Robbie Savage, who, as we're on a canine theme, is turning into an Afghan Hound (google them), is obviously angling for a place on the Focus sofa when he stops snapping at people's heels on the pitch. Focus gave him a camera so that "one of football's most colourful characters" could fill us in on his week.
"I'm one of the biggest jokers in the dressing room," barked Robbie as he filmed in the Derby dressing room. "Hey James," he said and pointed the camera at one of his team-mates. "Those teeth are like Shergar's," observed Robbie. "Whoever he is," shot back James.
Back at Elland Road, Walker – after gambolling happily around the ground and pointing out the corner where the managers would be interviewed after the game – cornered a couple of members of Kaiser Chiefs, who were then heckled by an off-camera Lawro.
Perhaps the longest serving member of the Focus pack feels threatened by all this young blood. He shouldn't – as any cricket TV or radio producer knows there is always a place for the Trueman show, the grumpy elder statesman, and as cricket is the best covered sport on TV, football should take note.

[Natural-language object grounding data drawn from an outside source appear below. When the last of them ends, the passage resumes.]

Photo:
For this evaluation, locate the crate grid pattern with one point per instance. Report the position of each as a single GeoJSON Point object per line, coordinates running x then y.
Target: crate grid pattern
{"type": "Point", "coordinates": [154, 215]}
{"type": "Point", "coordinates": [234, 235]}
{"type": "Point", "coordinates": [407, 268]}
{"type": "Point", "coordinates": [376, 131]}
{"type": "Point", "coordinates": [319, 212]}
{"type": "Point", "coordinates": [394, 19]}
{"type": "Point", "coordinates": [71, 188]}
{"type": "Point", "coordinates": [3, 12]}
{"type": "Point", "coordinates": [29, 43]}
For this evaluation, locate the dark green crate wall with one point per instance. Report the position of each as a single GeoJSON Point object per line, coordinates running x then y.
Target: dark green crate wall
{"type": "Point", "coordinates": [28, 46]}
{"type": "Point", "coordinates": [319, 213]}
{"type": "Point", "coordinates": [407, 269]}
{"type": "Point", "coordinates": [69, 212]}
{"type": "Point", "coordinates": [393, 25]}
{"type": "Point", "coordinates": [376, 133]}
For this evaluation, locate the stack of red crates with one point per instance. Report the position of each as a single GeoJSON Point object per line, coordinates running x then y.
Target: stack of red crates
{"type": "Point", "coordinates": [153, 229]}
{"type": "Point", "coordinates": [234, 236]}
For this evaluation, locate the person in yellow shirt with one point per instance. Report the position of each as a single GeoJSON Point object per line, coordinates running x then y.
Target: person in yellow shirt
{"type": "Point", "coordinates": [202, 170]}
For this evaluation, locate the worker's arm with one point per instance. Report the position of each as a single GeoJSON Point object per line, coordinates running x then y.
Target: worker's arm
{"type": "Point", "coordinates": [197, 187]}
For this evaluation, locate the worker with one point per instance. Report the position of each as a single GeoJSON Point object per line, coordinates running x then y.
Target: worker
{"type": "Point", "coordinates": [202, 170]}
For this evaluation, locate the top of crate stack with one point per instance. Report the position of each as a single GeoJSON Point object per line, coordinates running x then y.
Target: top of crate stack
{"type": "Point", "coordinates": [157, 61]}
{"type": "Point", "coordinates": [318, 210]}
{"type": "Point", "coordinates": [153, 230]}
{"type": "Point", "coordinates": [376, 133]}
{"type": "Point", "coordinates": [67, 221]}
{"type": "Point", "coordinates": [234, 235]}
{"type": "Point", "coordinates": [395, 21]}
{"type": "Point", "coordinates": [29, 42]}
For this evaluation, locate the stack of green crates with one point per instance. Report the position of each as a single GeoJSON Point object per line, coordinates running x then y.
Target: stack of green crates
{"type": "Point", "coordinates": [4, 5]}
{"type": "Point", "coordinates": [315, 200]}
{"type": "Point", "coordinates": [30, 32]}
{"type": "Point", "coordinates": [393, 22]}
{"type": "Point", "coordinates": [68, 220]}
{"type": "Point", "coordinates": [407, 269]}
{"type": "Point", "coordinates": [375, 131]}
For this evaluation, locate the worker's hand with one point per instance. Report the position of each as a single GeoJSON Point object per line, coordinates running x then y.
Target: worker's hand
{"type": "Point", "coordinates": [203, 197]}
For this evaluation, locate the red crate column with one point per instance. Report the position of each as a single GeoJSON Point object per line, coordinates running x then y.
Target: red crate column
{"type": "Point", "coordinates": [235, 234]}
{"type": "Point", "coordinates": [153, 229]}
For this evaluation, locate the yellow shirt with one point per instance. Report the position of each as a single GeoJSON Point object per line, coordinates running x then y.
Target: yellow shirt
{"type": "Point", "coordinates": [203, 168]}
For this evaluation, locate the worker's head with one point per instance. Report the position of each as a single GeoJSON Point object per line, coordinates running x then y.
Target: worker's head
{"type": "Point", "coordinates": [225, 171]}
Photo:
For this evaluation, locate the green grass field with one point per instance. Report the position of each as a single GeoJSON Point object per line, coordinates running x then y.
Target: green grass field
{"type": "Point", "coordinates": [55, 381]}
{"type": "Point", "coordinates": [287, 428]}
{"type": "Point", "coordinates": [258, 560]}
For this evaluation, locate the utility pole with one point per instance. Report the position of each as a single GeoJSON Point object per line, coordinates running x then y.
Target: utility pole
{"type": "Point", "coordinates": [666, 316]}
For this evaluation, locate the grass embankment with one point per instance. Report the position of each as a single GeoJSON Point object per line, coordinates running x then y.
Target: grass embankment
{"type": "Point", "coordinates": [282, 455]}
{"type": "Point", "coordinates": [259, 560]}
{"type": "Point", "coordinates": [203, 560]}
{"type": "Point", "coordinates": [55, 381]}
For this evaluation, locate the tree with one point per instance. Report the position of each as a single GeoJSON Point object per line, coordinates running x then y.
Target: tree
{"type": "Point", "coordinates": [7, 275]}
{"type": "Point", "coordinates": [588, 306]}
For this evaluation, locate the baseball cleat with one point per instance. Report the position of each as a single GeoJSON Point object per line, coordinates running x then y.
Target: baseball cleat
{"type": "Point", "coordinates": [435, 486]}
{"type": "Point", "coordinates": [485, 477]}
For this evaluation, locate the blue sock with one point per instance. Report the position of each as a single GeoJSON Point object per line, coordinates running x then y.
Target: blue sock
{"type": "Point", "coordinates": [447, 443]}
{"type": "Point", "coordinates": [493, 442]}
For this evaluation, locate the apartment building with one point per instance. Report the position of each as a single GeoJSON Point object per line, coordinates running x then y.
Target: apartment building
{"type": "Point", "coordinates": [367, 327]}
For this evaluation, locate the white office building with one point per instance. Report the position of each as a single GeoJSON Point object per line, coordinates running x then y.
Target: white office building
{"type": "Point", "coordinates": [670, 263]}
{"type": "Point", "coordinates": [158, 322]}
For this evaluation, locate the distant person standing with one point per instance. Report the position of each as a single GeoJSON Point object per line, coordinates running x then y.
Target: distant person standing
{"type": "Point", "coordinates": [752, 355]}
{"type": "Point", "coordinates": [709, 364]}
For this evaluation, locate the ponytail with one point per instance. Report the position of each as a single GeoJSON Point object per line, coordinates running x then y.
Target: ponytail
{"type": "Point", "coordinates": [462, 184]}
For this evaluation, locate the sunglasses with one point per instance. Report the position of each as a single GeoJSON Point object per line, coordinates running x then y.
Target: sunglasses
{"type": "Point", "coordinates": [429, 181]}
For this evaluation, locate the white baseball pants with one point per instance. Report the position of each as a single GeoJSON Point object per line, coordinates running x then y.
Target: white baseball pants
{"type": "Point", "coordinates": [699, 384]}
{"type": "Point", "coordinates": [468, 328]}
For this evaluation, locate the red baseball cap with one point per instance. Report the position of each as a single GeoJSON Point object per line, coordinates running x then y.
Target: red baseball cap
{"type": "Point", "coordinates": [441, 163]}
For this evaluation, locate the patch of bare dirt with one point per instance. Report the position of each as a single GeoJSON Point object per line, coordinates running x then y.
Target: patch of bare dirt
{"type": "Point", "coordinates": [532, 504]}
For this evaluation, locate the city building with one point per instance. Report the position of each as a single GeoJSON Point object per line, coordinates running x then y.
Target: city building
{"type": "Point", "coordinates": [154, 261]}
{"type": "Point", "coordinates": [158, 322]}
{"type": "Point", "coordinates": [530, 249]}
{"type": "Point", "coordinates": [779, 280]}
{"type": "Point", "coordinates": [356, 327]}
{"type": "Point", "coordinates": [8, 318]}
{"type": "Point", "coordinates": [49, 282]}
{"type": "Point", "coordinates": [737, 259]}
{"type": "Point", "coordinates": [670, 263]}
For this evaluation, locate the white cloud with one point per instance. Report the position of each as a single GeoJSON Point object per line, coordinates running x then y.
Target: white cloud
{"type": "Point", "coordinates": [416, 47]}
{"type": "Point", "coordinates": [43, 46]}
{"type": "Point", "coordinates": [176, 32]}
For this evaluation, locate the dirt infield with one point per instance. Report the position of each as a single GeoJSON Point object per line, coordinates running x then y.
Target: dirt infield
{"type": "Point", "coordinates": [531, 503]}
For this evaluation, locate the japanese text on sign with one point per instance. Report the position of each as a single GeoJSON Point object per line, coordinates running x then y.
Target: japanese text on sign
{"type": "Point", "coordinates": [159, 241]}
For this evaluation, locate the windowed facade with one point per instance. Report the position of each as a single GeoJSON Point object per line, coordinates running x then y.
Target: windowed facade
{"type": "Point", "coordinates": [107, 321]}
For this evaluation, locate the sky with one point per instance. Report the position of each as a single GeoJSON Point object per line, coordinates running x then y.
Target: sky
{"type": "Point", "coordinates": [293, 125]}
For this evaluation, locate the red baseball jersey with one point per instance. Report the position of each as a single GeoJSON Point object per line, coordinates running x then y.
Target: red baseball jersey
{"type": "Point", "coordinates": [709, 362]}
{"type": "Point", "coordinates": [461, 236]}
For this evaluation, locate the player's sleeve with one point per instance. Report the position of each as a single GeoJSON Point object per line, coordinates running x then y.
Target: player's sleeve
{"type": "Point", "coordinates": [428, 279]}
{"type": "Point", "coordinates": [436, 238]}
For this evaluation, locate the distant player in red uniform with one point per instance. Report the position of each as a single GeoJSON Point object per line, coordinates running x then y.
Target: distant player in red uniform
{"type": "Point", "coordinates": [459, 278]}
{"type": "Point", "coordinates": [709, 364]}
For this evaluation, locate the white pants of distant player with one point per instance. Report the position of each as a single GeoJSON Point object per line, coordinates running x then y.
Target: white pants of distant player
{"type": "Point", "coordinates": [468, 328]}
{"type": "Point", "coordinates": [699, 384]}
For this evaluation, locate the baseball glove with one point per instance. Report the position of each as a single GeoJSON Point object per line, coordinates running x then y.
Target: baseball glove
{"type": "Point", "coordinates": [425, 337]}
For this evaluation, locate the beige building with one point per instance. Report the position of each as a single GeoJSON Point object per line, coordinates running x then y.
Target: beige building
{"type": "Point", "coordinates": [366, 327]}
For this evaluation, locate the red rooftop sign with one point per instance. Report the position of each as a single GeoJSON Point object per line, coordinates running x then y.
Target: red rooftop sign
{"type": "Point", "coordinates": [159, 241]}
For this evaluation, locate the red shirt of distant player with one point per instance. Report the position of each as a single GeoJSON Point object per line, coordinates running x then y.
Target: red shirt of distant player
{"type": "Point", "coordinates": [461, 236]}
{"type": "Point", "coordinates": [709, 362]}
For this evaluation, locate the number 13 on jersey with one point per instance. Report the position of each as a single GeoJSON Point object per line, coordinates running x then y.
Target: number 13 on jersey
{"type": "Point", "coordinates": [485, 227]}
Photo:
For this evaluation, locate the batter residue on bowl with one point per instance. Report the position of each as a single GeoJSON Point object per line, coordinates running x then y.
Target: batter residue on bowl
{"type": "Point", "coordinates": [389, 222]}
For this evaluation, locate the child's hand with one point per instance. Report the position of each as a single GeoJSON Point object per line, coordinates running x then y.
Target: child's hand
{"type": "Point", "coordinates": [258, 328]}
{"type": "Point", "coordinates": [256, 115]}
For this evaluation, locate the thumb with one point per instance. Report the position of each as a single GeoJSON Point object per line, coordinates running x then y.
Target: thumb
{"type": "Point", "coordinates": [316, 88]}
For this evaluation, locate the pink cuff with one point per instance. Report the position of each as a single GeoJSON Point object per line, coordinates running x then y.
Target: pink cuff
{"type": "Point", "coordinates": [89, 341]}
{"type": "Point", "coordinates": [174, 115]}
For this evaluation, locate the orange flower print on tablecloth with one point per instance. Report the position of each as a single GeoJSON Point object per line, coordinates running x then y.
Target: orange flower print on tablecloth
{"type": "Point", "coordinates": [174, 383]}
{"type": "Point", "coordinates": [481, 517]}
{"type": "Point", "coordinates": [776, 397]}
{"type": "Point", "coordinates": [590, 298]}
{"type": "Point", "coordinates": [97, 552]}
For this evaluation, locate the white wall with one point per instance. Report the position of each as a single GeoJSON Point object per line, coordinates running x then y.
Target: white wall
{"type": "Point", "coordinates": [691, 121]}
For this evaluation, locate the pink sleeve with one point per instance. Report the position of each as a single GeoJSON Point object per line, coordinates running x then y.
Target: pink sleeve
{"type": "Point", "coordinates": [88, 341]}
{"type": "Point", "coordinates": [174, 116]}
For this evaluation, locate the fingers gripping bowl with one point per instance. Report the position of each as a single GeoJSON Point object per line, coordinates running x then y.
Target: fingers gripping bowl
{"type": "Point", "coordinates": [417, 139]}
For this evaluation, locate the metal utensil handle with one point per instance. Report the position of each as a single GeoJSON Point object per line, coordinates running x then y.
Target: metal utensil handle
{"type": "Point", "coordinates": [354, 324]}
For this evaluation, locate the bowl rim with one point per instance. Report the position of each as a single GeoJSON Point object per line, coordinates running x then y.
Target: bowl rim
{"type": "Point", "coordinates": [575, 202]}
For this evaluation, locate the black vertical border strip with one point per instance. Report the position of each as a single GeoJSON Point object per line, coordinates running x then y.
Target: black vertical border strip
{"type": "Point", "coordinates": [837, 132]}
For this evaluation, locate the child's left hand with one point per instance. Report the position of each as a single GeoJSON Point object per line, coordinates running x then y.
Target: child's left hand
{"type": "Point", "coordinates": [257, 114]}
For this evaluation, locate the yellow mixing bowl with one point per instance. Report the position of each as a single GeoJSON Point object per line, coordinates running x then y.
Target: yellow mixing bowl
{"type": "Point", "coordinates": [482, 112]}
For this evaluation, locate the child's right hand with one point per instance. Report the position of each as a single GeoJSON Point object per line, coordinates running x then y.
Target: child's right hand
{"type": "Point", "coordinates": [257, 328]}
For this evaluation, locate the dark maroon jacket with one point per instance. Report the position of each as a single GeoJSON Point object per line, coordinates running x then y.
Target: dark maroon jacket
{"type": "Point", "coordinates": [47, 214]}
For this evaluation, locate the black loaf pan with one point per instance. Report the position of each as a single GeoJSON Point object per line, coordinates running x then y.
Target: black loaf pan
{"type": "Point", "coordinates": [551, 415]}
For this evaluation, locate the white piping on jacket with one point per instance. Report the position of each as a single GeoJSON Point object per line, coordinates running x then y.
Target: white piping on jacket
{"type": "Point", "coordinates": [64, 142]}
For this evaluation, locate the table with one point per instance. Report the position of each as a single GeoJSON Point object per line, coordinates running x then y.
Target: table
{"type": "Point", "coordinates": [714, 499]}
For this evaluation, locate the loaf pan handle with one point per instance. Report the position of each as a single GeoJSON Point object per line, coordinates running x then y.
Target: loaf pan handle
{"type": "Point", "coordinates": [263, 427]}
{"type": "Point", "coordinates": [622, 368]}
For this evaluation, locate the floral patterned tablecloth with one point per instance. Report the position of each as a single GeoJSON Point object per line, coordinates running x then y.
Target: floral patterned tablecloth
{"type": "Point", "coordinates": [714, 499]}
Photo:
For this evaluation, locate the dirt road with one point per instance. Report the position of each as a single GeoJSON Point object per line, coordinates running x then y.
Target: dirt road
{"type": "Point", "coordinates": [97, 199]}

Besides, Lawrenson provided this column's highlight of the World Cup by panting on all fours up Spion Kop to tell the story of the Boer War battle and how the name ended up attached to Anfield.
Lawro did a grand job, but what made the film was that you could almost hear the voice in his head constantly reminding him to be serious and not, no matter the habitual urgings of a career of hit-and-miss one-liners, make one of his characteristic quips about copping it.